The next stunning quote is:

"... in order to communicate in an online environment such as a discussion board or chat room an individual needs to determine to visit that area and then act accordingly. This is not dissimilar to asking each employee or student to only communicate with each other when in a seminar or meeting..."

Can you imagine: "Sorry Suzie, I appreciate you coming to see me in person, but let's talk this over in the meeting with the entire group. That's the format we've been asked to discuss these matters in. Bye now."

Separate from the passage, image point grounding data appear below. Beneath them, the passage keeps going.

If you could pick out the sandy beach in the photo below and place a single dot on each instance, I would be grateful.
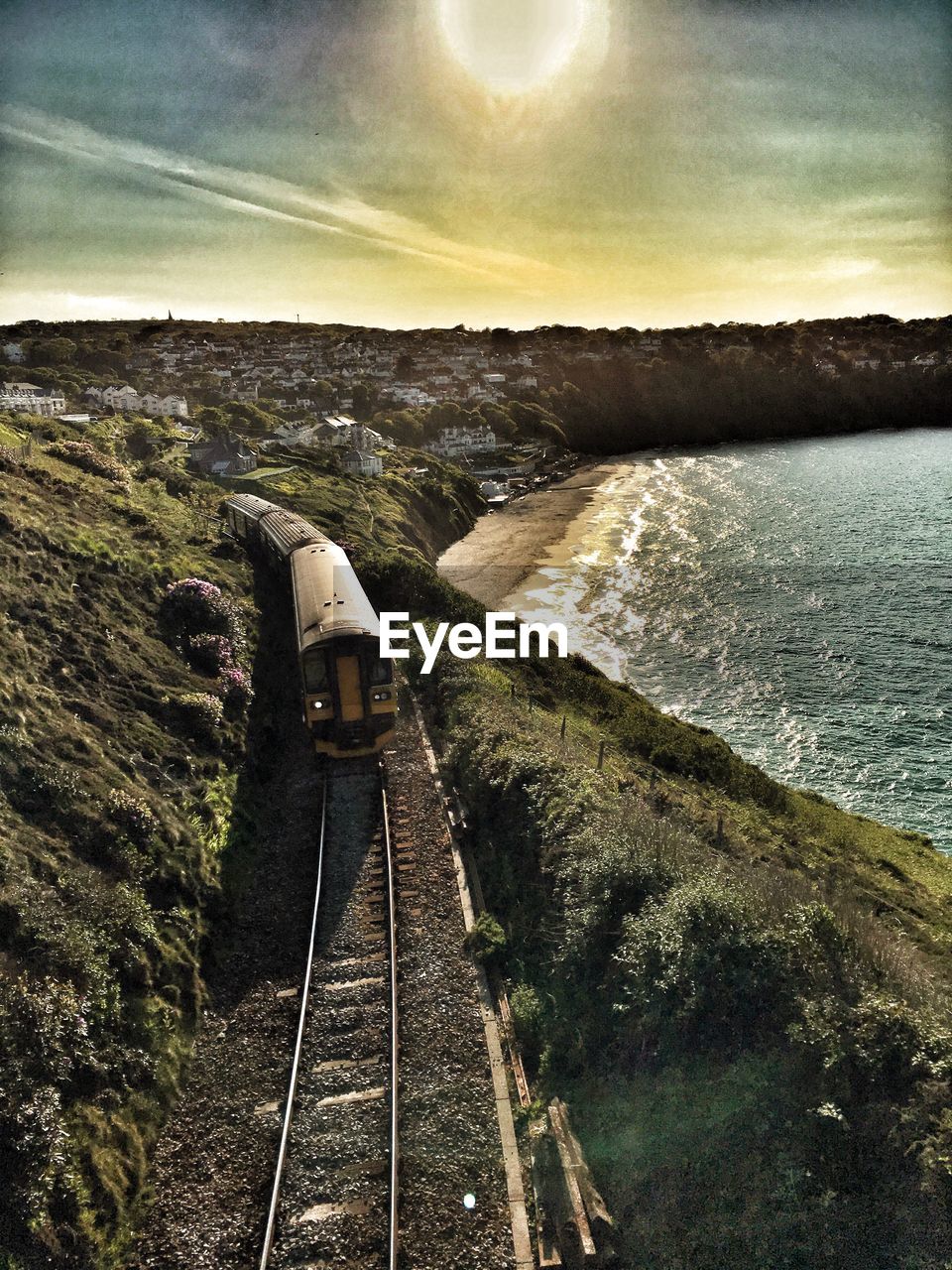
(507, 548)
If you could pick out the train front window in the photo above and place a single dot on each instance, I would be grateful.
(316, 679)
(380, 671)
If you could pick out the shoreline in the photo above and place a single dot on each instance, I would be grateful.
(506, 549)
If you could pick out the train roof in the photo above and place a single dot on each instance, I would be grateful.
(285, 530)
(329, 599)
(252, 506)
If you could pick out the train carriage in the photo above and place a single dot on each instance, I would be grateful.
(348, 689)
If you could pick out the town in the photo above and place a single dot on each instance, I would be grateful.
(507, 405)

This is a big vote for medium-free communications. E-mail continues to bloat and be disorganized because in many ways, people are the sum total of their inbox and outbox. This is why spam is so personal, they're scribbling this junk on YOU not just your inbox. Using e-mail is an identity shift similar to putting on the uniform and punching in at the taco joint. As soon as the communication, the "capture" method if you will, of this team-specific knowledge starts to feel like an intermediary technology, then the technology has already lost. In this case, the word transparency means not the dissemination of truth, but the sheerness of the method of dissemination. Like e-mail, with blogging you have to be reminded that the membrane is there, that the membrane is in fact only semi-permeable. You don't have to blog everything (despite the hypothetical "nobody knows I'm a blogger" t-shirts we wear). You don't have to have your e-mail client open all the time, twice a day will do. But we forget, because it's so easy, because it's expressive of who we are, and we have to force ourselves to stop, our faces pressed against the glass of the store window, sure that we alone posses the capabilities of navigating Tiffany's with panache.

So, read this article slowly if you get a chance. But first look up: Ontological. Epistemological. Subvert.